Page 21 - Aardrijkskunde Vakstudie 2_1920
P. 21
1.7.2 Holistische landschapsanalyse
Bij dit model wordt een indeling in het landschap gemaakt op basis van duidelijk
waarneembare en onderscheidbare landschappelijke eenheden. Eerst worden
significante grenzen aangeduid in het landschap en daarna worden verschillende
attributen, zoals reliëfvormen en landgebruik, beschreven voor deze afgebakende
landschappelijke eenheden. Eventueel kunnen deze nadien verder ingedeeld en verfijnd
worden.
Deze werkwijze is dus top-down en enigszins subjectief; het is een interpretatie die steunt
op de kennis en het inzicht van de maker. In dit opzicht is dit model dus tegengesteld aan
wat gebeurt bij de ‘lagen-analyse’.
1.7.3 Deelaspecten van een landschap analyseren
Een eerste model voor landschapsanalyse bekijkt het landschap als een geheel van
veelsoortige verschijnselen met zeer verschillende ruimtelijke eigenschappen. Om
vervolgens een systematische beschrijving van het landschap te bekomen, onderscheidt
men deze verschijnselen als elementen, componenten en structuren:
- Elementen worden gedefinieerd als discrete verschijnselen, als objecten die
materiaal begrensd zijn. Een huis, een boom, een brug en een perceel zijn
voorbeelden van elementen. Het gaat dus zowel om biotische als abiotische,
natuurlijke als antropogene verschijnselen.
- Componenten zijn landschappelijke verschijnselen die continu variëren in de ruimte
en niet altijd duidelijke overgangen of grenzen bezitten. Het topografisch oppervlak
met continu variërende hellingen en hoogten is hiervan een duidelijk voorbeeld,
evenals de bodemgesteldheid en de grondwatertafel.

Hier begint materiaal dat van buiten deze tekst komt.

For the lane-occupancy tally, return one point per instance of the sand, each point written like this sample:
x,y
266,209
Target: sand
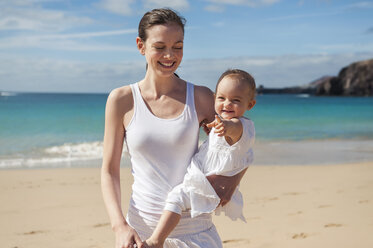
x,y
285,206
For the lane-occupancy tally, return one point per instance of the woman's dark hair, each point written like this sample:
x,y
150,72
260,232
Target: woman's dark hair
x,y
242,76
159,17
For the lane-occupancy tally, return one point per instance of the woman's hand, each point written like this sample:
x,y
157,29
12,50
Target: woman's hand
x,y
127,237
225,186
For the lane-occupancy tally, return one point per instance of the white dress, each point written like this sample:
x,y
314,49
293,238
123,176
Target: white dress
x,y
215,156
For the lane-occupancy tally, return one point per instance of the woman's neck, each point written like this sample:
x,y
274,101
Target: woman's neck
x,y
158,86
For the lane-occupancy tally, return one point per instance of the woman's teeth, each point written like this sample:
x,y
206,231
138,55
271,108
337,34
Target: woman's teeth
x,y
167,64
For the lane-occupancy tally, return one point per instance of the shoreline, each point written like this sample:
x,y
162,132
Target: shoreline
x,y
285,206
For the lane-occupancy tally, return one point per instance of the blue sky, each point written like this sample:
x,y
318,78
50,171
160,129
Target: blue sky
x,y
89,46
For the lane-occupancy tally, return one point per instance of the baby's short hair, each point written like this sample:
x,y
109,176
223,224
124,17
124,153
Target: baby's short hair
x,y
242,76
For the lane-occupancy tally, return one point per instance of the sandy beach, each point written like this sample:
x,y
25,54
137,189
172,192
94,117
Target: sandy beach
x,y
285,206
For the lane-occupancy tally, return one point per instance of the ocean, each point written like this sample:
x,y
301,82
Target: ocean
x,y
66,130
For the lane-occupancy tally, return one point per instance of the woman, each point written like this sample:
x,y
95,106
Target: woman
x,y
159,118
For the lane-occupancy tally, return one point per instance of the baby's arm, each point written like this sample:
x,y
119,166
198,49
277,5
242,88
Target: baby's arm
x,y
231,129
166,224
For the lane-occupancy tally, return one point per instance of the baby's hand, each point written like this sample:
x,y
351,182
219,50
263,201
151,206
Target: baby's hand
x,y
152,243
221,126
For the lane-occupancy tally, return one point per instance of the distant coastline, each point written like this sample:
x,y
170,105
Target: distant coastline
x,y
355,79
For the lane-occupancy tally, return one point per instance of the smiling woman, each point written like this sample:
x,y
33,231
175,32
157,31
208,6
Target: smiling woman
x,y
159,119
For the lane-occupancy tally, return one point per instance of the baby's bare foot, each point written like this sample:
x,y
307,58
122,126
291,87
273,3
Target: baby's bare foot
x,y
151,243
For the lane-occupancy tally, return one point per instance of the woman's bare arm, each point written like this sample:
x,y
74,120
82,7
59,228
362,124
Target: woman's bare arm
x,y
119,104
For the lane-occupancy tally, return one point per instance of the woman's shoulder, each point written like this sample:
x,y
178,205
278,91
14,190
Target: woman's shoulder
x,y
121,97
203,91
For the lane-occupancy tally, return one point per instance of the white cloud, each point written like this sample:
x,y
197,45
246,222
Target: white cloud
x,y
71,76
23,15
249,3
279,71
215,8
47,75
301,16
179,5
67,42
121,7
361,5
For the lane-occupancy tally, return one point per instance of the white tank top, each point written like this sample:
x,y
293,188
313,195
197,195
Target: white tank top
x,y
160,151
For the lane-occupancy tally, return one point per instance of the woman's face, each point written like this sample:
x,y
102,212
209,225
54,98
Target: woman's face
x,y
163,48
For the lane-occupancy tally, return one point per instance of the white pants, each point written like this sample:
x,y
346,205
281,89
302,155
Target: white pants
x,y
197,232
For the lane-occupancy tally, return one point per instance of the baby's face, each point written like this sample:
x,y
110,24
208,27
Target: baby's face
x,y
232,98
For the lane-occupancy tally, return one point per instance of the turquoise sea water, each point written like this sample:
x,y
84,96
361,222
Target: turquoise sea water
x,y
63,129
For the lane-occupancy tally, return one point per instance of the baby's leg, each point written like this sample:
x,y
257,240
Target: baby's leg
x,y
166,224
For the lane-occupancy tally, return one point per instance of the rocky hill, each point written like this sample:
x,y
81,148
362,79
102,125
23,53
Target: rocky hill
x,y
353,80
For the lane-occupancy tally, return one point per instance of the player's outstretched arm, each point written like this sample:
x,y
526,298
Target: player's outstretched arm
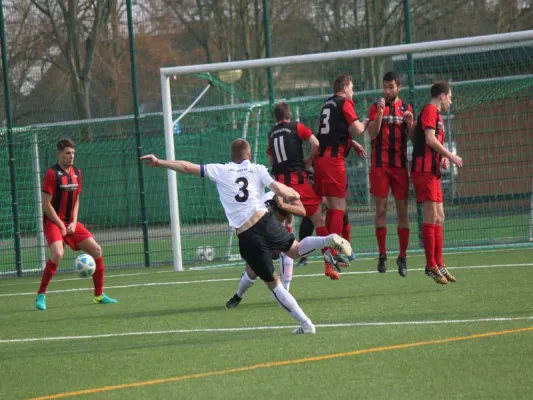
x,y
284,191
184,167
294,207
435,145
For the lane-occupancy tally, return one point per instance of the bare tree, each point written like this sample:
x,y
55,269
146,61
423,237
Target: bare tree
x,y
74,27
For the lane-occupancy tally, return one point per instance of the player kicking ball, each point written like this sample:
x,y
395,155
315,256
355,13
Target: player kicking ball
x,y
283,212
240,184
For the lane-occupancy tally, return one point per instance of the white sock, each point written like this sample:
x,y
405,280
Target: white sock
x,y
311,243
245,284
286,264
289,304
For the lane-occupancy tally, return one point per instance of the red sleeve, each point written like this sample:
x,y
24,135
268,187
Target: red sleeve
x,y
349,111
372,112
429,118
49,183
79,182
303,131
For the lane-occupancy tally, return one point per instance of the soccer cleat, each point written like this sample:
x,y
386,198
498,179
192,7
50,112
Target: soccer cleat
x,y
302,262
435,274
339,244
234,301
382,263
444,272
40,302
307,328
103,299
341,260
401,262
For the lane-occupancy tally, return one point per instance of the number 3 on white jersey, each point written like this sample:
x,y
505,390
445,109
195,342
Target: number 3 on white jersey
x,y
324,128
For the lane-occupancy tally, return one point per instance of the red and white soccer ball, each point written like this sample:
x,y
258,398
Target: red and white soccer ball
x,y
84,265
205,253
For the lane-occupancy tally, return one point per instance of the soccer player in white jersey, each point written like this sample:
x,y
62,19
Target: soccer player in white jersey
x,y
283,212
240,185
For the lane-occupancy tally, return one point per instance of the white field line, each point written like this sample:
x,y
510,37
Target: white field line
x,y
237,279
261,328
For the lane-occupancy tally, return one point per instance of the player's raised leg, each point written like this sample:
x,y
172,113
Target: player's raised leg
x,y
93,249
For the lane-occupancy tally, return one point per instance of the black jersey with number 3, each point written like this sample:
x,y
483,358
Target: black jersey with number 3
x,y
333,131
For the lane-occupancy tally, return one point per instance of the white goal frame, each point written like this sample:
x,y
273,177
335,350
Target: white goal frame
x,y
166,73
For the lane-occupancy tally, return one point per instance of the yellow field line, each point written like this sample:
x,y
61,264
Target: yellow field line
x,y
281,363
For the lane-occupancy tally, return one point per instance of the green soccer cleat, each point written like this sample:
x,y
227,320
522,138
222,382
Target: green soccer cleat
x,y
40,302
103,299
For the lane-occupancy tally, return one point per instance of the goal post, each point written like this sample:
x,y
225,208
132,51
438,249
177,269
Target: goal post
x,y
500,90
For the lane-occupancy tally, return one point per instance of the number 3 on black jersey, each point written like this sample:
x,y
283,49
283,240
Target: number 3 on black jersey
x,y
243,194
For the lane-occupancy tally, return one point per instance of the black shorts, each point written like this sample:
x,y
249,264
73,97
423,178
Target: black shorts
x,y
256,245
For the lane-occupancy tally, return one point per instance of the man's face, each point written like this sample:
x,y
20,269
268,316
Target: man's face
x,y
66,156
445,101
348,90
390,90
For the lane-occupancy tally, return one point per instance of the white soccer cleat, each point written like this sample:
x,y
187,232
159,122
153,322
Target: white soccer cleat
x,y
339,244
307,328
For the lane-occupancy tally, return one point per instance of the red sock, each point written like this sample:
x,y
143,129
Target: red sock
x,y
428,238
346,231
403,238
381,235
48,273
439,242
336,221
98,277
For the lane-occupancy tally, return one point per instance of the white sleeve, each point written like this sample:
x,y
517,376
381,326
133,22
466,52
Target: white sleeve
x,y
212,171
264,176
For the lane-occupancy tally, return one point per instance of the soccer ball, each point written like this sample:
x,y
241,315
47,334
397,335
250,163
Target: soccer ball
x,y
84,265
205,253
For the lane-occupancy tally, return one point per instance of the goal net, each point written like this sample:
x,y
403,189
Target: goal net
x,y
488,201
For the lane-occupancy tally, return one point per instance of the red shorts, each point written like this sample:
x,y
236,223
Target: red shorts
x,y
53,234
308,197
385,179
330,177
427,187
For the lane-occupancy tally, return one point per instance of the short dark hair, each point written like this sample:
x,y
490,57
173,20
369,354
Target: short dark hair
x,y
341,81
440,87
282,111
392,76
64,143
239,150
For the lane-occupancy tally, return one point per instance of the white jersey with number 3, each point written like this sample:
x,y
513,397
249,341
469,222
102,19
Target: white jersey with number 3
x,y
240,188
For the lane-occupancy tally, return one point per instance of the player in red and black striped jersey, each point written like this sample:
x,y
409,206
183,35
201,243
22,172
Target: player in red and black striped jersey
x,y
61,190
391,124
338,121
285,154
429,156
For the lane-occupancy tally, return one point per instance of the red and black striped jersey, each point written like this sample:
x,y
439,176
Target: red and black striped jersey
x,y
285,146
65,187
425,159
389,147
336,116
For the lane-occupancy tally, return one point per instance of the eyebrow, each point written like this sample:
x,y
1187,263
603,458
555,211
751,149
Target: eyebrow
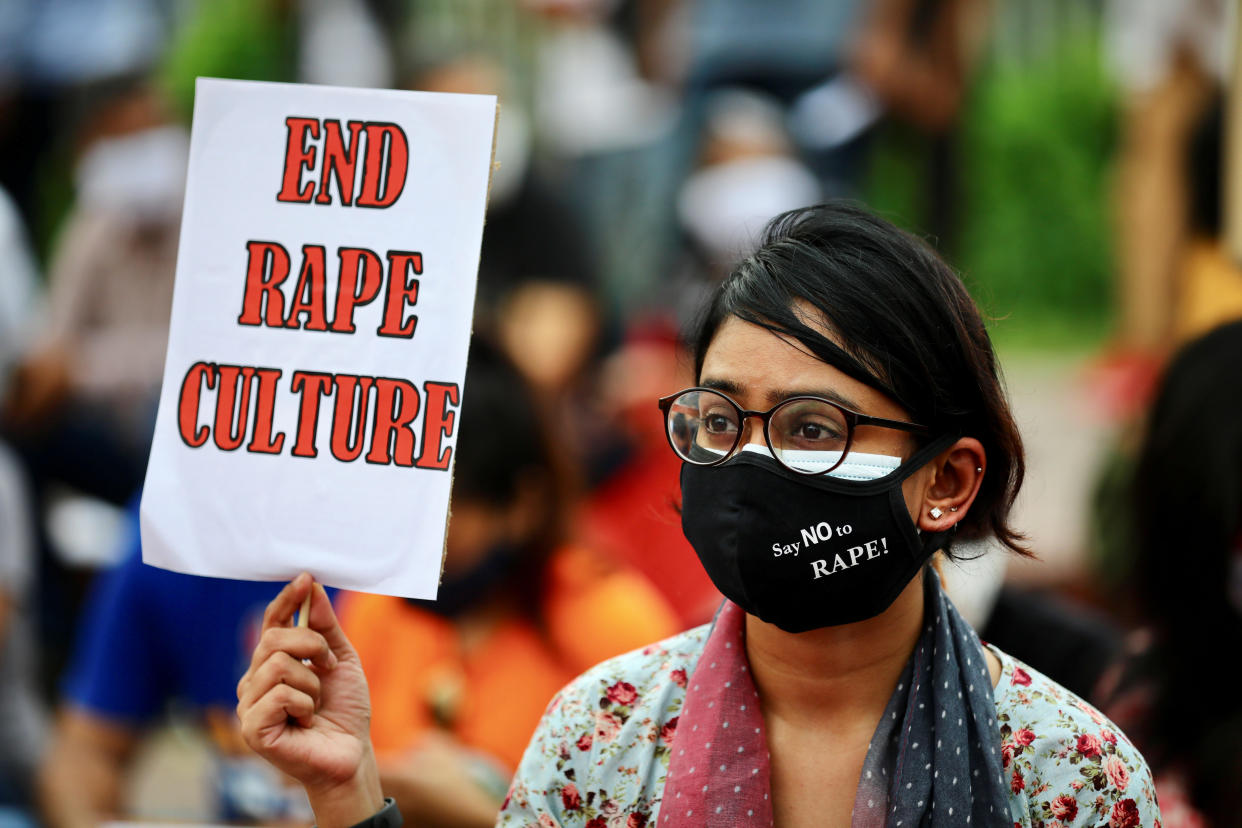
x,y
737,389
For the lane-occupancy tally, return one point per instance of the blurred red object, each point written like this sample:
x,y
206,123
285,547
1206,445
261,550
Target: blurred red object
x,y
634,515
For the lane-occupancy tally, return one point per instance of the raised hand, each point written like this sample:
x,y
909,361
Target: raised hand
x,y
312,720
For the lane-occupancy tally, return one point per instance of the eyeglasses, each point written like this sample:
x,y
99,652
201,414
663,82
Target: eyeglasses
x,y
806,435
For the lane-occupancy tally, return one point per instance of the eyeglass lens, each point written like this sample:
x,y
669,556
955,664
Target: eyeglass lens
x,y
807,436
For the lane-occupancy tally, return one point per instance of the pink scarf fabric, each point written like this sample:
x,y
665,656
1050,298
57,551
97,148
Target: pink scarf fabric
x,y
718,774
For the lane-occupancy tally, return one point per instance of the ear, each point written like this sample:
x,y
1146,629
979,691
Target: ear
x,y
953,482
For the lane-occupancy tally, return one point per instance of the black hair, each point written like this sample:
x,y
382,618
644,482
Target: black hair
x,y
501,438
502,447
906,325
1186,524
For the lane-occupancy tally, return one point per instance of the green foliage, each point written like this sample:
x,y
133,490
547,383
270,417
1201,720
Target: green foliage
x,y
1033,240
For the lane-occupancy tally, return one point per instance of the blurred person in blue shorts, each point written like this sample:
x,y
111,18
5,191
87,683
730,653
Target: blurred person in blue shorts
x,y
150,639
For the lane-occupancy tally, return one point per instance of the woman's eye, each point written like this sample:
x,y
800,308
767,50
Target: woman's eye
x,y
815,432
718,423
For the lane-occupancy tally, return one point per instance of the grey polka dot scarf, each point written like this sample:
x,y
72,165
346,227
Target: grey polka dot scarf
x,y
934,759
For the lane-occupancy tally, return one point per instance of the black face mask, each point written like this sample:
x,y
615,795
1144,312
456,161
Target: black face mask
x,y
800,551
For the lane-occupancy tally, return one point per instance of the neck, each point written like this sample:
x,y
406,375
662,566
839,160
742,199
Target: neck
x,y
846,670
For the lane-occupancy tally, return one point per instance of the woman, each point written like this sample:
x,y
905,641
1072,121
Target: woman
x,y
848,422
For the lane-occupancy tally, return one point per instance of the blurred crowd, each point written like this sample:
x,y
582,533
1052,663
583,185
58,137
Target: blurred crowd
x,y
641,145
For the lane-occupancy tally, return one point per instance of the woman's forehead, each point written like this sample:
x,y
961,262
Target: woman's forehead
x,y
759,368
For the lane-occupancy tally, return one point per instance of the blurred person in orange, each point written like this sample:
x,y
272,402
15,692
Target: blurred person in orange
x,y
460,683
1183,531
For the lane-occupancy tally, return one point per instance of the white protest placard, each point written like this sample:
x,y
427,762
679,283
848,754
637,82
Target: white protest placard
x,y
321,322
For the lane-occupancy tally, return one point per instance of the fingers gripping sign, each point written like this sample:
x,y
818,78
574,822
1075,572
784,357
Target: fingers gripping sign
x,y
304,706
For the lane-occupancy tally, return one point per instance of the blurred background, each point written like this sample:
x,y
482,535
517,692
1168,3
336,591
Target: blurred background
x,y
1071,158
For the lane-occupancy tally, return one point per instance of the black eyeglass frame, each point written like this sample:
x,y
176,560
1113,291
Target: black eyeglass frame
x,y
851,417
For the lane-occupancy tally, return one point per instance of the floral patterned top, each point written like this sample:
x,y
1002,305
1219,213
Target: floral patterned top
x,y
600,755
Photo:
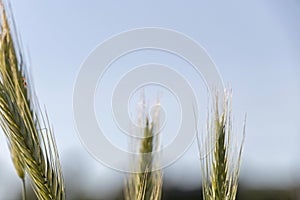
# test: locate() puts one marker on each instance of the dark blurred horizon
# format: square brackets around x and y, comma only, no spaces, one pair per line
[173,193]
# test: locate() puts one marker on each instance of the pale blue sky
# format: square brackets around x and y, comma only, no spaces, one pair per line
[255,44]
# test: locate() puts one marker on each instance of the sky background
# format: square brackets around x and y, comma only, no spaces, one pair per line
[255,45]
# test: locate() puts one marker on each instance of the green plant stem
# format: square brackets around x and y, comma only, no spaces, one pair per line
[23,189]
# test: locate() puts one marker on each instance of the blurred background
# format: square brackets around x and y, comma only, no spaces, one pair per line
[255,45]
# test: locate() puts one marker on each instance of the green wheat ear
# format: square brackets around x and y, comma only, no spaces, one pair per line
[220,167]
[27,129]
[146,185]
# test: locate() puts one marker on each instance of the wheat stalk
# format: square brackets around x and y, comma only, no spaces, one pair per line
[146,185]
[28,131]
[220,166]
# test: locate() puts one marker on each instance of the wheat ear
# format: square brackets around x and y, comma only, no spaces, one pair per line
[220,167]
[28,131]
[146,185]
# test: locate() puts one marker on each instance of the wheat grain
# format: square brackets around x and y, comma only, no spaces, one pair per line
[28,132]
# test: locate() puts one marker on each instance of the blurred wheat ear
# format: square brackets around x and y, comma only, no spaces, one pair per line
[27,129]
[146,185]
[221,156]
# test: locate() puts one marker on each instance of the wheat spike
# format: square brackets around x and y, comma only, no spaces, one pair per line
[27,129]
[220,167]
[146,185]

- Structuren worden gevormd door relaties tussen landschapselementen. Deze
relaties kunnen van ruimtelijke aard zijn, of functioneel. Perceelstructuren,
bewoningspatronen en wegennetwerken zijn voorbeelden ervan.
1.7.4 Andere modellen
Naast bovenstaande modellen bestaan nog tal van andere modellen voor
landschapsanalyse die in de (middelbare) lespraktijk aardrijkskunde kunnen gebruikt
worden. Denk hierbij aan de analyse van het functionele landschap via de ‘klavertje vier-
methode’, waarbij de vier vragen ‘wat wordt er geproduceerd?’, ‘waar en waarom daar
wordt er geproduceerd?’, ‘voor wie wordt er geproduceerd?’ en ‘hoe wordt er
geproduceerd?’ beantwoord moeten worden. Ook het analyseren van een landschap via
een relatiematrix is een veel gebruikte techniek. Op excursie kan een landschap dan weer
ten gronde geanalyseerd worden via de metafoor van het ‘landschappen zijn als
kubussen’, waarbij een uitgebreide methodiekenpoel aangereikt wordt.